La controparte, per il momento, non ribatte, rinviando ogni chiarimento al convegno berlinese e all’edizione critica che in
quell’occasione dovrebbe essere finalmente presentata. «Il problema dell’autenticità nella pubblicazione scientifica è risolto in
una pagina», si limita ad assicurare Gallazzi. In realtà anche su questo Canfora avanza dei dubbi: «L’edizione era già data per fatta
nella prima pagina del catalogo della mostra torinese, quello ritirato dal commercio perché, evidentemente, il suo contenuto non
corrispondeva più al pensiero degli autori. Ho invece saputo dall’editore Led di Milano che all’epoca nessun testo era stato
consegnato. E adesso ho appreso che un quarto autore è stato arruolato - Albio Cesare Cassio, un grecista dell’Università di
Roma - e che il suo testo non è ancora pronto. Ho l’impressione che il 13 marzo, a Berlino, il volume sarà ancora una volta
soltanto annunciato».
Staremo a vedere. Intanto, però, Canfora ci prende gusto: e, visto che l’edizione critica del papiro si fa attendere da due anni, la
pubblica lui nel volume in inglese. «È questa l’editio princeps: devono rassegnarsi, la loro sarà l’editio secunda», ride l’antichista,
precisando che si tratta di un lavoro fatto in punta di piedi, senza troppe pretese. Reso possibile - maramaldeggia - dalla
collazione delle fotografie pubblicate sui vari cataloghi e cataloghini della mostra del 2006, compreso quello per bambini dove
Settis era ribattezzato «Septimius» e Gallazzi «Von Gallen».
È quasi una beffa. Di fronte alla quale Gallazzi non si scompone. «Sulla base di qualche fotografia si può fare quel che si vuole.

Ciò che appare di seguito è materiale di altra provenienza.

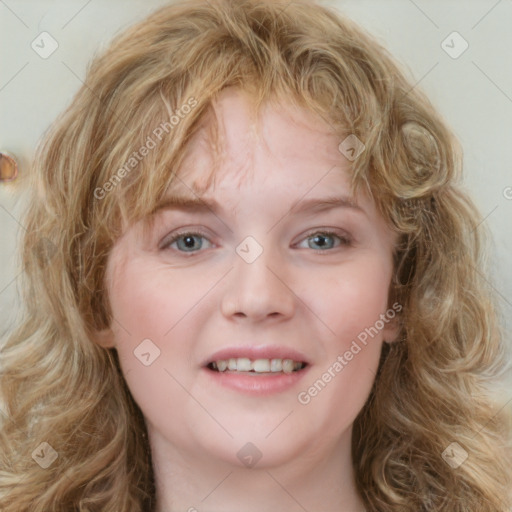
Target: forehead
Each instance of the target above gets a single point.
(235, 137)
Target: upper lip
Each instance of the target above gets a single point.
(256, 352)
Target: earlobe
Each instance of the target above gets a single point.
(391, 331)
(104, 338)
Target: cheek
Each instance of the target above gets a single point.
(351, 299)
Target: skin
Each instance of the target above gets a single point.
(301, 292)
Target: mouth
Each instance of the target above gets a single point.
(244, 366)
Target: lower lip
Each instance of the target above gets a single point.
(257, 384)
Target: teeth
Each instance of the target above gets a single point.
(244, 364)
(276, 365)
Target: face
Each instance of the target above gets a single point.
(270, 271)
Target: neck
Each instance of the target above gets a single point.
(315, 480)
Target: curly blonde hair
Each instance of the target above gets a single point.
(436, 386)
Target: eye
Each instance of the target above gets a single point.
(186, 241)
(324, 239)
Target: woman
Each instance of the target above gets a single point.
(252, 283)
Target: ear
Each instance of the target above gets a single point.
(104, 338)
(391, 329)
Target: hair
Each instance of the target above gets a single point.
(437, 385)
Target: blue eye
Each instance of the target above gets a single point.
(192, 242)
(320, 238)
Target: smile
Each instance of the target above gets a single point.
(261, 366)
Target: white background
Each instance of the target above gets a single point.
(473, 92)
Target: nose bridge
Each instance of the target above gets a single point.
(257, 286)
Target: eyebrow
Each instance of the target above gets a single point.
(203, 205)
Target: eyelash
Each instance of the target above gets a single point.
(345, 240)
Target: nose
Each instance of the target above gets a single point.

Nessun ritardo, da parte nostra. Sono i tempi normali per opere di questo genere. Per esempio, il papiro di Derveni, trovato nel
1962, è stato pubblicato solo quarant’anni dopo». Dalla Compagnia di San Paolo, Dario Disegni, segretario generale della
Fondazione per l’Arte, è tranquillo: «Se il direttore dell’Egizio di Berlino, Dietrich Wildung, e il curatore della collezione
papirologica, Fabian Reiter, si sono decisi a fare la mostra, vuol dire che sono sicuri. Figuriamoci se esporrebbero una patacca».

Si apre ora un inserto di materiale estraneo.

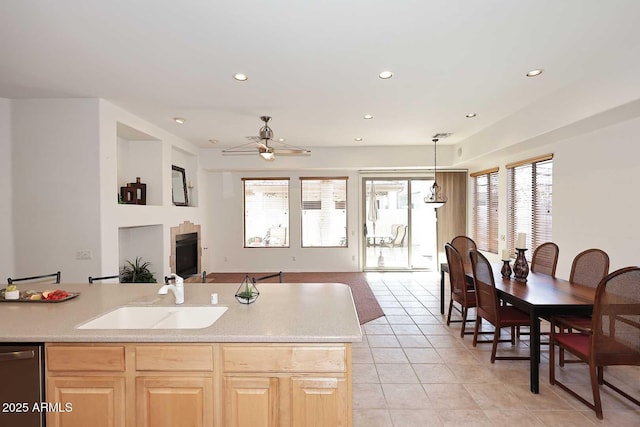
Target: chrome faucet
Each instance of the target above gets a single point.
(177, 289)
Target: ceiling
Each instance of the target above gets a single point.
(313, 66)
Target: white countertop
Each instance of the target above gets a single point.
(284, 312)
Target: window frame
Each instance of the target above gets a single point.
(344, 179)
(244, 213)
(485, 205)
(540, 229)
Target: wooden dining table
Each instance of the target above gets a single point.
(541, 296)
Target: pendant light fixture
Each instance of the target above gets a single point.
(435, 198)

Ma anche a questo proposito Canfora rivela un risvolto velenoso: «È stata la moglie di Reiter, la papirologa udinese Giuseppina
Azzarello, a fare carte false perché il marito dichiarasse che il papiro è autentico. Ma si capisce, aspira a succedere alla Kramer
quando andrà in pensione...». Dalla disputa accademica al gossip. Per il momento finisce qui, in attesa dei prossimi colpi di scena.
Aspettiamo marzo. Con un dubbio: e se alla fine nessuna parola definitiva fosse possibile, e ognuno si tenesse la sua verità?